Apologies for the delays, I’ve been wrestling with putting together IKEA furniture and applying for jobs and whatnot. Anyway, if you haven’t seen the initial comments on Meredith Farkas’ survey of bibliobloggers (specifically, those identified as corporate librarians), click here.
The gender split for corporate librarian respondents is even, 50-50, which is different than the biblioblogger sample as a whole, which skews female (66.3% vs. 33.5%, with a 0.2% other).

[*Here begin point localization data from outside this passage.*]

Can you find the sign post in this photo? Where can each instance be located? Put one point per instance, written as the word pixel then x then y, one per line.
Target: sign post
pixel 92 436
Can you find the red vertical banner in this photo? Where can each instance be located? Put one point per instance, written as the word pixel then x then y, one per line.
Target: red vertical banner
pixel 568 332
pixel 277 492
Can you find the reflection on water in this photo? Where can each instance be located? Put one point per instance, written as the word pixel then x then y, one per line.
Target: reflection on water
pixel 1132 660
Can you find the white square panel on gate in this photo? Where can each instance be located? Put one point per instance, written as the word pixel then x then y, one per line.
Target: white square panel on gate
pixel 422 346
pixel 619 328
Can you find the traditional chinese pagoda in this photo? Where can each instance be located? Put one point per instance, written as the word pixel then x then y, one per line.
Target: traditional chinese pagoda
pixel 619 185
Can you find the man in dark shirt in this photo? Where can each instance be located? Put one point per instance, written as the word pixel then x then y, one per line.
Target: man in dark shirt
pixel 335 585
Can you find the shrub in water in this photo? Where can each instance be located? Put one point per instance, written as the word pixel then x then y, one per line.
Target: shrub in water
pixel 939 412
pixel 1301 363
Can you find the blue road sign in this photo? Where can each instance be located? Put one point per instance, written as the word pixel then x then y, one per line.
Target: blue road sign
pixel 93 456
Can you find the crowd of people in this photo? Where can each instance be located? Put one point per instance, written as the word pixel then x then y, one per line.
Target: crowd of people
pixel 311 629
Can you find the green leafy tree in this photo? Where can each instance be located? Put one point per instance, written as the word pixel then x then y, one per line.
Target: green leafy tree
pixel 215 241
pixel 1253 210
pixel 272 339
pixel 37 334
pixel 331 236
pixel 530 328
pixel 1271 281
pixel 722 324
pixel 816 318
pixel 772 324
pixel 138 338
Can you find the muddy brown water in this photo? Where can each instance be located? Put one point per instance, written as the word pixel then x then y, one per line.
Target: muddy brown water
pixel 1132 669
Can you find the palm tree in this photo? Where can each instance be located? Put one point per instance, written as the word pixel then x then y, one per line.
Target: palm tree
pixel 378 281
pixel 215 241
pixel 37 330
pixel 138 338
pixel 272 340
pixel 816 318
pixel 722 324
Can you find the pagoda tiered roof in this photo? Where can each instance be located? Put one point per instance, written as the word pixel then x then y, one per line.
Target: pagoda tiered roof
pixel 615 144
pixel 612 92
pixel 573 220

Corporate librarian respondents tend to have their blogs slightly longer than the sample as a whole - 2 to 3 years for the majority of corporate librarian respondents, versus 13 months-2 years for the majority of the biblioblogger sample as a whole. This may tie in with the majority of corporate librarian respondents having had their jobs for 1-6 years. Most respondents (6/22) started blogging in 2006, with a fairly even spread between 2001 and 2007 (2-3 each year). Most respondents contribute to more than one blog (15/22). Corporate librarian respondents, unlike the biblioblogger sample as a whole, do not use LiveJournal, Movable Type, MySpace or Ning at all, and only one blogger used Typepad. Some of this may be down to relative ease of use or lack of awareness, some of it may be a perception that LiveJournal or MySpace are not “professional.” This is rampant speculation on my part, however.
Another big surprise is how few corporate librarian respondents blog anonymously - 2/22 (with 2 abstaining). Most corporate librarian respondents indicate that people at work know about their blog, with a sizeable portion (6/22) indicating that they are not sure. There is a fairly even split between first-time and repeat bloggers (11/22 versus 9/22).
Most respondents have personal single-author blogs (15/22), but sizeable numbers have single-author professional blogs (9/22), collaborative multiple-author professional or internal staff blogs (7/22), collaborative multiple-author personal blogs or official library blogs for patrons (5/22). The overwhelming reason corporate librarian respondents have blogs is to share ideas (13/22), with other top reasons being to record ideas for themselves/to keep current (9/22) or to network/to become part of a community (8/22). Surely I can’t be the only shameless self-promoter out there (OK, there are 2 others).
No corporate librarian respondents receive revenue from blogging. Many corporate librarian respondents have published in small-readership professional national or international publications (non-peer-reviewed) (7/22), and overall 15/22 respondents have published professionally.
They tend to read blog content via Web-based RSS aggregators (13/22). The distribution of how many blogs they follow is interesting:
- Less than 15 (4/22)
- 16-40 (2/22)
- 41-75 (1/22)
- 76-100 (5/22)
- 101-150 (0/22)
- 151-200 (2/22)
- 200+ (4/22)
- No response (2/22)
In terms of other social networking tools, corporate librarian respondents tend to use instant messaging (14/22), LinkedIn (13/22), Flickr (12/22) and wikis (10/22) - few use Twitter (3/22), Ning (5/22) or MySpace (4/22).
While most corporate librarian respondents have their MLS, very few have other advanced degrees (I suspect this is a key differentiator from academic librarians). Of the choices for types of work given, most corporate librarians deal with electronic resources (5/22) and are solo librarians (4/22). Beyond this, work activities range widely - the most common item was reference (2/22), but other choices include subject liaison (1/22), general tech services and cataloging (1/22 each) and web development (1/22). I’m very surprised to see no respondents citing circulation or acquisitions/collection development in their duties - thoughts on why this might be the case?
Most corporate librarian respondents (14/22) are not direct supervisors of others - I’d like to see how that changes over time and how it compares with other librarian populations. Is it that supervisors tend to be less comfortable with the technology or that they have less time, or both?
Corporate librarian respondents rate themselves highly in terms of openness to change (10/22 definitely, 9/22 pretty much), somewhat less in terms of tech-savvy (8/22 definitely, 8/22 pretty much, 3/22 somewhat), even lower in terms of leading innovation at work (7/22 definitely, 7/22 pretty much, 4/22 somewhat, 1/22 barely) and in terms of job satisfaction (7/22 somewhat, versus 6/22 for pretty much and definitely).
Obviously, it would be interesting to see how these results changed from 2005, or how law and medical librarians differ from corporate librarians. Other thoughts on analyses, or questions on these results?